The increasing amount of airborne fine dust has been posing public health risks to urbanites in Vietnam’s southern and northern metropolises of Hanoi and Ho Chi Minh City in recent times, experts have warned.
A number of Hanoi people experienced dust-related breathing difficulty and coughing when a high traffic volume was noticed last month, resulting in a concentration of tiny dust particles that was at some points double Vietnam’s maximum safety limit and exceeded the WHO ceiling by four times.
A Hanoi resident said she and her colleagues had to close all company doors and windows, filled every opening in the doors and purchased an air purifier to keep the pollution at bay.
Dust was kicked up by running vehicles and gathered in thick layers on the façade of the houses along an under-construction overpass on Pham Van Dong Street in the capital city.
The road is notorious for its poor air quality as it has always ranked first in terms of air pollution across Hanoi, according to the municipal natural resource and environment department.
The capital’s air quality had declined distinctively within the six days of late January, with a number of locations under air pollution observation categorized as ‘bad’ and ‘very bad’ – the lowest levels.
Particulate pollution is also worrisome in Ho Chi Minh City even though it is not as severe as in Hanoi.
“The two metropolises are facing dust pollution as the concentration of particulate matter is still high,” Nguyen Thi Anh Thu, a worker at Vietnamese non-profit Green Innovation and Development Center.

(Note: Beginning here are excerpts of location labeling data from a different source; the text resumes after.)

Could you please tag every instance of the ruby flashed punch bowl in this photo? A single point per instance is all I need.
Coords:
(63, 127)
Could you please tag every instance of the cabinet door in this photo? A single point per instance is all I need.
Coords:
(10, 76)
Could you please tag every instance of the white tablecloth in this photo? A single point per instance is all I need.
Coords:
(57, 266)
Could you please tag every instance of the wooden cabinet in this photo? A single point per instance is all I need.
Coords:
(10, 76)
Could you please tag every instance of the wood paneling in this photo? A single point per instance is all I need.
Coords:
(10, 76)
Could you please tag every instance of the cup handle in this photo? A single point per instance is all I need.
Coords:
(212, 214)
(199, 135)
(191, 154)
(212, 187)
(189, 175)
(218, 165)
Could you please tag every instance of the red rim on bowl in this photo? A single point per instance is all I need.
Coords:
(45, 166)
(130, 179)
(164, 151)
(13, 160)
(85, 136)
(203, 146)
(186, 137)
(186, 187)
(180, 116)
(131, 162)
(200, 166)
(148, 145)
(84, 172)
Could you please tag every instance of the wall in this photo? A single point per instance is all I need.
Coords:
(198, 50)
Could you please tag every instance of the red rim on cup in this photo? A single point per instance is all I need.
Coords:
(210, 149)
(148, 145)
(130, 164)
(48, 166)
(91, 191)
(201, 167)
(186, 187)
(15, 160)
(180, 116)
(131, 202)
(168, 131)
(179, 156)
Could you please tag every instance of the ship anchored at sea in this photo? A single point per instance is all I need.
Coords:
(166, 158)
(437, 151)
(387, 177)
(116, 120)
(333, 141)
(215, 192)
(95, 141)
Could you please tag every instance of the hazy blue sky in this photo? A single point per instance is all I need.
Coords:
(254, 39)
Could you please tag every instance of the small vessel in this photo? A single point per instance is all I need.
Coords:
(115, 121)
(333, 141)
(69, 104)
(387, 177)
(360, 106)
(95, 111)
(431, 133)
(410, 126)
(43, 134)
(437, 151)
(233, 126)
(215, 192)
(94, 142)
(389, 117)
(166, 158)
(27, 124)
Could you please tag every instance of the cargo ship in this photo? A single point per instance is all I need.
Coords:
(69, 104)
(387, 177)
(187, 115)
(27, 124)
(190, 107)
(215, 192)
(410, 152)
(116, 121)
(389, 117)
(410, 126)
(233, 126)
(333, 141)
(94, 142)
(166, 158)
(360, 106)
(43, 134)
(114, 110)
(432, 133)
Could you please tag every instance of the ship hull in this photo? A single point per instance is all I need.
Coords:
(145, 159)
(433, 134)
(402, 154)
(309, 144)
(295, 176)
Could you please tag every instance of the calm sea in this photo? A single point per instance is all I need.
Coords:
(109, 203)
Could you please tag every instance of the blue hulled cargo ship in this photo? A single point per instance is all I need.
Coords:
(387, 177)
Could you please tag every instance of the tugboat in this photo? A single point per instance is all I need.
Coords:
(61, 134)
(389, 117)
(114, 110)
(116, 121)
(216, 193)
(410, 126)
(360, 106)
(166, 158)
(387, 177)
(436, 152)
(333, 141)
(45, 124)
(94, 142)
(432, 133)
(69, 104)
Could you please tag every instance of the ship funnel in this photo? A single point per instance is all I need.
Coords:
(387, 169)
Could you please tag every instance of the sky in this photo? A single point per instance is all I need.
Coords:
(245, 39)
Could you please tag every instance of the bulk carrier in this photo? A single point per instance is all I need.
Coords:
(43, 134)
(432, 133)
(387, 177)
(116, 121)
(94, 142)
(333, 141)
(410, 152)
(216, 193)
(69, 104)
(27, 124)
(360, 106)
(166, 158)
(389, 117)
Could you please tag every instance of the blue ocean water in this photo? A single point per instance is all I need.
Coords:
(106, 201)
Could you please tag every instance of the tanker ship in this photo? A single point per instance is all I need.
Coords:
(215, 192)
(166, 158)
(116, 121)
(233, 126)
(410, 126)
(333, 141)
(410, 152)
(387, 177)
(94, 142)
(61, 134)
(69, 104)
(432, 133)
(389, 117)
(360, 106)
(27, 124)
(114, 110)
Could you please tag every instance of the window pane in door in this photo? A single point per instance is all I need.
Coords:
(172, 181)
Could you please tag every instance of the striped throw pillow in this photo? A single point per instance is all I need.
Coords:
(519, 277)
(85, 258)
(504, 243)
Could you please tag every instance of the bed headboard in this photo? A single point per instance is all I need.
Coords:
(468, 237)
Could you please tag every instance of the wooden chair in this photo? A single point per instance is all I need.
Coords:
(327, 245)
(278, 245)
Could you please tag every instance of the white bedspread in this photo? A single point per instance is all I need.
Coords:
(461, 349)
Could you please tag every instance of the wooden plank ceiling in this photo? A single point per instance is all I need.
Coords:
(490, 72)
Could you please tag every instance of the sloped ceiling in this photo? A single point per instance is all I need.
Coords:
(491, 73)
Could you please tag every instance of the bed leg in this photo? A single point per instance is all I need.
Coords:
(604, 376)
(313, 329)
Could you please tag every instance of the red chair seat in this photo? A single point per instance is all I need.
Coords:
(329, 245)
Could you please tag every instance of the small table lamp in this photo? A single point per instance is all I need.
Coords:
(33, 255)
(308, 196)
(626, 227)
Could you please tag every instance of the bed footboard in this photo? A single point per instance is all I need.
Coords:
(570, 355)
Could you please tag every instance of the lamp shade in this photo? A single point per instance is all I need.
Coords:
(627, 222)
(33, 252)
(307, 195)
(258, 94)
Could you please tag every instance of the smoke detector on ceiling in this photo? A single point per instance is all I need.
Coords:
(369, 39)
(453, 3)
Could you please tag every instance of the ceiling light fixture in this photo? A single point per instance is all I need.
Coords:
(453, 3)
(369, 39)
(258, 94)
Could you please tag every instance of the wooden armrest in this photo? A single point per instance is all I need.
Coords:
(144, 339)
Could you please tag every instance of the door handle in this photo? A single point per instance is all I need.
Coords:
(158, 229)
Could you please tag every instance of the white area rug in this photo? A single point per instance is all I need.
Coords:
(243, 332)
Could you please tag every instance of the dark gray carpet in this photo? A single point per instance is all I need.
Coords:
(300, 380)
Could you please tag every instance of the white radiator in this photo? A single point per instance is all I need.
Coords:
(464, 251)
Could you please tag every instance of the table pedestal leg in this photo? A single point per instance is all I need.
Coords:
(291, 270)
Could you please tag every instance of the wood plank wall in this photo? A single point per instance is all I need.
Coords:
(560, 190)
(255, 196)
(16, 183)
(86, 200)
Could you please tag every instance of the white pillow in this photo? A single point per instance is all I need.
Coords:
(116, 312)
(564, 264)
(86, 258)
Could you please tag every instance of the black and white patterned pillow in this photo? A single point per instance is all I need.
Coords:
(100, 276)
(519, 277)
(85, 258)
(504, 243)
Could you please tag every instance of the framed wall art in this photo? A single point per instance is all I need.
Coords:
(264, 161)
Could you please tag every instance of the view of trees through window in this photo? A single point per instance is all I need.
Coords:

Particulate matter, or PM, is a mixture of solid particles and liquid droplets suspended in the air, many of which are hazardous. PM is reportedly the deadliest form of air pollution due to their ability to penetrate deep into the lungs and blood streams unfiltered.
Thu attributed the high concentration of PM in Hanoi in part to the currently rising amount of road traffic and construction.
Another cause, she said, is the presence of numerous high-rise buildings and dust carried by winds from neighboring industrial factory areas and from other countries.
Workers repair a sidewalk in Hanoi, Vietnam, in late 2018. Photo: X. Long / Tuoi Tre |
A point in this view was echoed by Hoang Duong Tung, director of the Vietnam Clean Air Partnership, who said Hanoi's air quality plummeted after the number of vehicles moving there surged in January.
Playing a major role in the pollution, Tung underlined, was a phenomenon called inversion, during which warmer air stays above cooler air.
This is the reverse of the normal change pattern where air temperature decreases commensurately with a rise in altitude.
“Inversion traps pollutants close to the ground, causing their concentration to grow above cities,” he said.
He stressed airborne PM2.5, tiny dust particles smaller than 2.5 micrometers in diameter, about one-thirtieth the diameter of a human hair, can pass completely unobstructed to the lungs.
It can cause deadly conditions such as cancer and respiratory and cardiovascular diseases, he said, adding this type of particulate matter comes from carbon dioxide, sulphur, nitrogen and metal chemical compounds.
South Korean suffered a similar particulate pollution but quickly put stringent measures in place whenever the concentration of minuscule dust reached 50 milligrams per cubic meter.
But authorities in Vietnam have been tardy in solving the problem over the past three years, when air pollution has become a real headache.